7 Replies to “Schrott”

  1. Der Dschungel fällt mir bei solchen Meldungen auch immer ein, denn es hat sich nichts geändert, was in dem Buch beschrieben wird, nichts.

    Na ja, ich kaufe mein weniges Fleisch direkt beim Bio-Bauern. Weiderinder, Schweine im Stroh und im Familienverband, etc. Der verwendete Schlachthof ist klein und fein zu Mensch und Tier. Wurst etc. wird dann sowie so auf dem Hof gemacht, von einem bayerischen Metzger in aller Ruhe.

    Das Video von den Wolfsburgern ist wirklich unter aller Kanone.

    1. Ein Glück, dass ich mir das noch angesehen habe 😉
      Wahrscheinlich wurde er juristisch angedroht. Anscheinend kann die “Weltfirma” Kritiken nicht ab.

      1. Die Nummer hatte die Agentur “Voltage” gebaut – deren Cheffe eine interne Untersuchung angekündigt hat und sich bis dahin nicht mehr äußern will. Die Inhalte werden anscheinend von verschiedenen Agenturen produziert und jeweils automatisch auf den VW-Account ausgespielt. Bei Agenturen ist es oft so, dass der Chef für die Akquise zuständig ist, die Kampagnen von den Kreativen entwickelt werden und die tägliche Arbeit dann von den HiWis erledigt wird. Es ist wie überall.
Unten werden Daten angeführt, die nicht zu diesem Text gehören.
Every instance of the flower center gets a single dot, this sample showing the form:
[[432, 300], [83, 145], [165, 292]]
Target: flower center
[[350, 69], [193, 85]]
Die Strukturen geben die oben vor, und wenn es ein strukturelles Problem gibt, sind es die unten, die’s ausbaden müssen…
        https://www.horizont.net/agenturen/nachrichten/rassistische-werbung-von-vw-das-sagt-die-verantwortliche-agentur-voltage-183186

        1. Was ich aber nicht verstehe. Wenn der Auftraggeber, hier VW, der Agentur einen Auftrag für das neue Modell gibt, wieso guckt sich der Auftraggeber das Video nicht vorher an, bevor sie veröffentlicht werden soll. Wenn ja, dann hat der Auftraggeber kein Gespür für die Gesellschaft. Hauptsache, es soll anregend und provozierend sein (wobei das Video inhaltliche nicht so recht passen will um für ein Auto zu werben).

          Auch wenn der Auftraggeber bzw. der Chef der Agentur diesen Auftrag den Mitarbeitern weitergibt, haben die immer noch die Verantwortung.

          Viele Grüße
          Pit

          1. Wir reden hier über einen Großkonzern. Wenn da der Vorstand alle Werbemaßnahmen abnicken muss, die weltweit ausgespielt werden, dann hat der nichts anderes mehr zu tun. Oft wird nur die grobe Richtung der Kampagne mit der Agentur abgesprochen. Und je größer die Agentur, desto weniger ist der Chef der Agentur in den einzelnen Maßnahmen drin. Das geht so weit, dass schon bei kleinen Firmen die Social Media-Leute relativ unabhängig agieren, obwohl ein einziger dummer Satz auf Facebook einen teueren Shitstorm auslösen kann. (Olympus Deutschland hat mich zum Beispiel auf ihrer Facebook-Seite auf “Stumm” geschaltet, damit ich nicht irgendwelche kritische Sachen posten kann. Der Treppenwitz ist ja, dass ich diese Seite seinerzeit angelegt habe – weil die niemanden hatten, der das konnte.) Das Problem ist schlicht, dass die meisten Firmen die Bedeutung von eigenen Social Media-Kanälen falsch einschätzen. Die Marktmacht von Mega-Influencern wie Bianca Claßen wird zwar korrekt eingeschätzt (“Hier haste 100.000 Euro, wir haben da noch ne Million Schuhe rumstehen, die will keiner haben. Vertick die mal.”) aber die eigenen Kanäle werden von Praktikanten, Werkstudenten oder eben externen Agenturen bespielt. Und wenn da jemand aus der Firma draufkuckt und die Hände über dem Kopf zusammenschlägt, dann muss der erstmal den zuständigen Abteilungsleiter anspitzen, der natürlich für das Engagement der Agentur verantwortlich ist und nicht unter die Nase gerieben kriegen will, dass er da was verbockt hat. Und die Agentur beruft sich auf die abgenickte Kampagnenplanung. Also rennt das gegen die Wand. Das nennt man Parkinsons Peter-Prinzip. Oder so ähnlich.

  2. Weiterhin tolle Überraschungen bei Schaufeln.
    Zeitreise inbegriffen.
    Kleine regionale Schlachthöfe sind Aufgrund der einzuhaltenden Auflagen in allen Bereichen nicht mehr Konkurrenzfähig. Die Masse macht den Preisdruck wieder Wett.
    Wir gehen am eigenen System kaputt und werden krank.
    Wo viel Geld im Spiel ist, gibt es keine Moral.